Monday, February 7, 2022

The Electronic Baby

My youngest daughter is taking a child development class in high school, as part of which she had to spend a weekend with the electronic baby. Before this could happen we had to sign a stack of forms acknowledging that this baby cost $800 and we would be responsible for any damage. To head off, I suppose, family members dismembering it if it made too much trouble. The cost is for all the sensors, for example the ones that know if you try to transport the baby in a car without strapping it into a proper car seat. Which is why my wife picked up our daughter and the baby at school on Friday.

Barnabas, as my daughter named him, looked to be about three months old. He made noises but did not move, and his body was rigid plastic. He had to be fed, burped, changed, and dandled on the right schedule or he would start to wail. When treated well he made happy noises.

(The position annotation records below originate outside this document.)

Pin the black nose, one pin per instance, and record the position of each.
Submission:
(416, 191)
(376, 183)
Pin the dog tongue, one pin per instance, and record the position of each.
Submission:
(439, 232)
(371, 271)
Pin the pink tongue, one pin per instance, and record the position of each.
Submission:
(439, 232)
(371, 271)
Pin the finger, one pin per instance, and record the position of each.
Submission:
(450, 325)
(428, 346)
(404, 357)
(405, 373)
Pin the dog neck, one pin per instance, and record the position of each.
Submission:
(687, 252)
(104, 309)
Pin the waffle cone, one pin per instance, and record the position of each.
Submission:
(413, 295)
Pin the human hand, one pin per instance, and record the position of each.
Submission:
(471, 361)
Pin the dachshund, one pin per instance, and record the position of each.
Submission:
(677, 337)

He was very cranky when he arrived at our house, and had not been here half an hour before my daughter came running downstairs yelling, "Mom, the baby won't stop crying!" My wife picked him up, patted his back, rocked him a little and he quieted right down. My assembled older children found this a hilarious glimpse at something they feel certain will happen for real in the future, since they know nothing about babies themselves but have complete trust in my wife's expertise. (Besides having raised five, she is a nurse in a maternity ward.)

I said, "Relax. Babies can sense fear."

My daughter eventually got the hang of Barnabas, and he made little more trouble. He did wake up in the middle of the night, but my daughter is an intermittent sleeper anyway, so that didn't bother her much. I drove them back to the high school this morning and that was that.

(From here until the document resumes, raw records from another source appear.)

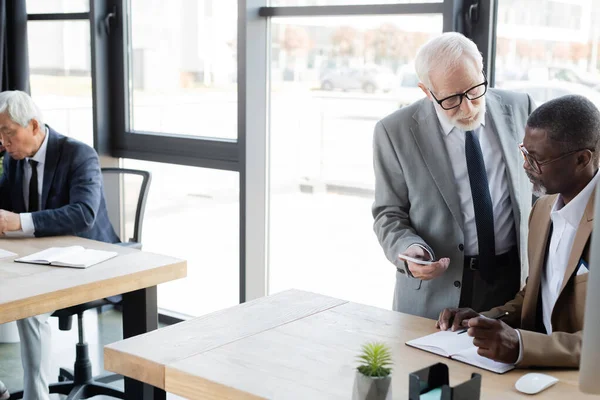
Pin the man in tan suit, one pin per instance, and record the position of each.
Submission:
(543, 325)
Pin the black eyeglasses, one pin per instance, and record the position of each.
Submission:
(535, 165)
(455, 100)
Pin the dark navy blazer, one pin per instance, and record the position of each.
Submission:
(72, 195)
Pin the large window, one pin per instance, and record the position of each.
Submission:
(60, 67)
(57, 6)
(332, 79)
(183, 73)
(193, 214)
(551, 53)
(287, 3)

The harder I think about this strange exercise, the less sense it makes to me. If the point is to give young people some idea of what it is like to have a baby, it fails utterly. The electronic baby has demands, but they are predictable and limited to four basic needs: feeding, burping, changing, holding. Real babies are a lot more complicated than that. On the other hand, real babies are about a thousand times more rewarding than rigid plastic machines. It's true that newborns are strange alien life forms, but three-month-olds have already become interactive; you can tell when you are giving them pleasure, tell when they trust you, feel their relief when you give them what they need. They know who their parents are, recognize their voices. But what I missed most, doing my turn holding Barnabas, was the smell. Little babies produce a scent that I'm convinced clicks into some deep hormonal loop in their parents, rendering them wonderful.

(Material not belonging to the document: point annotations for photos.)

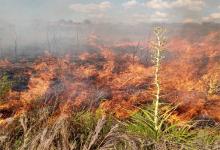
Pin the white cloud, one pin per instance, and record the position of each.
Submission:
(130, 4)
(157, 4)
(189, 20)
(212, 17)
(156, 17)
(90, 8)
(159, 16)
(164, 4)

My elder daughter said that this is obviously a plot to force the birth rate down even more, and I honestly can't think of a better explanation. Back when I was in high school the birth rate among teenagers was much, much higher than it is is now, so maybe it made sense to put kids off reproducing, but a quick search shows that the rate has fallen by about 80% since 1980. With total fertility falling below replacement across five continents, what are we doing? Seems like another solution to a problem that no longer really exists.

2 comments:

David said...

It seems obvious to me that the educators who design this and carry it out are just desperately trying to gin up a little student engagement.

G. Verloren said...

With total fertility falling below replacement across five continents, what are we doing?

We could rather stand to keep fertility modestly under replacement globally for a good long time to come, to be honest. We have quite enough humans on this rock of ours already, to the point that it causes severe problems in terms of fair distribution of resources and the health of the environment. We would honestly benefit greatly from having quite a few less of us, on the order of several billion less.

Also, it seems rather odd to bring up how fertility is falling across five continents when you're talking about a regional schooling practice. It's far from universal in our country to have children look after dummy babies - and many other countries don't seem to use the practice much at all. Fertility rates have fallen in many places without any contribution from 'electronic babies', so it doesn't seem worth being concerned about to me.